Before my head almost exploded from far too many rewrites of my latest Classic Start, I finished Zoë Heller’s excellent The Believers. Familiar in tone and even basic story to Mark Haddon’s similarly good A Spot of Bother, the novel begins with patriarch and left-wing lawyer Joel Litvinoff having a stroke in court. Rushed to the hospital, Audrey, Joel’s cranky, opinionated and almost unlikeable wife, joins her children in the vigil by his bedside. Heller uses the traumatic situation to explore the family dynamics between Joel and Audrey, their daughters Karla (married to Mike) and Rosa, and their son Lenny. Each suffering from their own particular brand of unhappiness, the novel pulls the family apart like stringy cheese before she melts them all back again for the final scenes.
Despite the fairly Ann Patchett-like twist that I felt was kind of unnecessary (and that I won’t spoil here), I can’t think of a book I enjoyed so thoroughly in the last few months. Family drama lends itself nicely to Heller’s voice and characterization. And she never shies away from conflict or uncomfortable situations in her novels, the kind of Sunday afternoon family dinners that can be so painful yet necessary are dissected with her clinical eye for weakness and exploited for their dramatic values throughout this novel.
Of the interwoven stories, I enjoyed Karla’s the most — a social worker dedicated to helping others and pleasing her union-boss husband (he wants to have kids; they’re trying; then perhaps adopting) — she begins an awkward, unlikely affair with the owner of the newspaper stand in the hospital where she works. The love affair with Khaled proves a catalyst for Karla to change her life and her evolution was the most satisfying. Not that Audrey’s acerbic, sharp-tongued personality wasn’t engaging, but it wasn’t until the novel explored how she came to love her troubled (drug addicted) son Lenny that she truly felt human to me. The opening parts of the book did a little to set up that side of her, but it was Heller’s unwavering honesty about Audrey’s maternal limitations that finally brought her into full colour. Rosa and Lenny (the former exploring religion; the latter tumbling back into his heroin habit) also had their time in the narrative sun but, by the end, I just felt Karla’s story was the most satisfying.
Annnywaay, small criticism for a book that does just what a literary novel should: create characters that challenge their environment, that evolve throughout the pages, that highlight the particular human problems that modern, Western families face today.
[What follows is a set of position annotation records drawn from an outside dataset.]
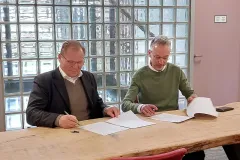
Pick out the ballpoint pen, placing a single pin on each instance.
(69, 114)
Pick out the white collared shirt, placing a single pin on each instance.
(70, 79)
(150, 66)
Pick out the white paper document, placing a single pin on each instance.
(201, 105)
(129, 120)
(170, 118)
(103, 128)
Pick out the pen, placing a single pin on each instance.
(69, 114)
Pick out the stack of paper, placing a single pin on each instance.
(198, 105)
(122, 122)
(129, 120)
(170, 118)
(201, 105)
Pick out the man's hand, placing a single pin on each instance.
(148, 109)
(68, 121)
(190, 99)
(112, 111)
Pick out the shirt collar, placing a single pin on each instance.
(70, 79)
(150, 66)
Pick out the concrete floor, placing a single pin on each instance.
(215, 154)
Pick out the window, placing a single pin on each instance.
(115, 33)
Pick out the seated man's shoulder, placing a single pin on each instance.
(45, 77)
(174, 67)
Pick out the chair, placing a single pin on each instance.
(173, 155)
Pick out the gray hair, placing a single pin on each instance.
(160, 40)
(71, 44)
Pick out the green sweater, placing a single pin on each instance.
(158, 88)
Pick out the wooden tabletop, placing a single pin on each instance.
(50, 144)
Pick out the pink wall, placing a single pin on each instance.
(219, 43)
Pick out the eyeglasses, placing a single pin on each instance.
(72, 63)
(163, 58)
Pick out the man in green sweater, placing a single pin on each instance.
(157, 85)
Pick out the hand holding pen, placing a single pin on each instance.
(68, 121)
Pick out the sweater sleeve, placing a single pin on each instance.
(184, 86)
(131, 97)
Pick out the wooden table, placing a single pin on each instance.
(195, 134)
A deep-seeded unhappiness guards their every move, despite their apparent affection for both each other (even if that’s hard to get at) and for their dying father. He’s larger than life, and they’re all just trying to escape from his high-afternoon shadow. And regardless of their particular beliefs, whether personal, political, religious or simply philosophical, not a single member of the Litvinoff family survives unscathed from Joel’s illness, and nor they should.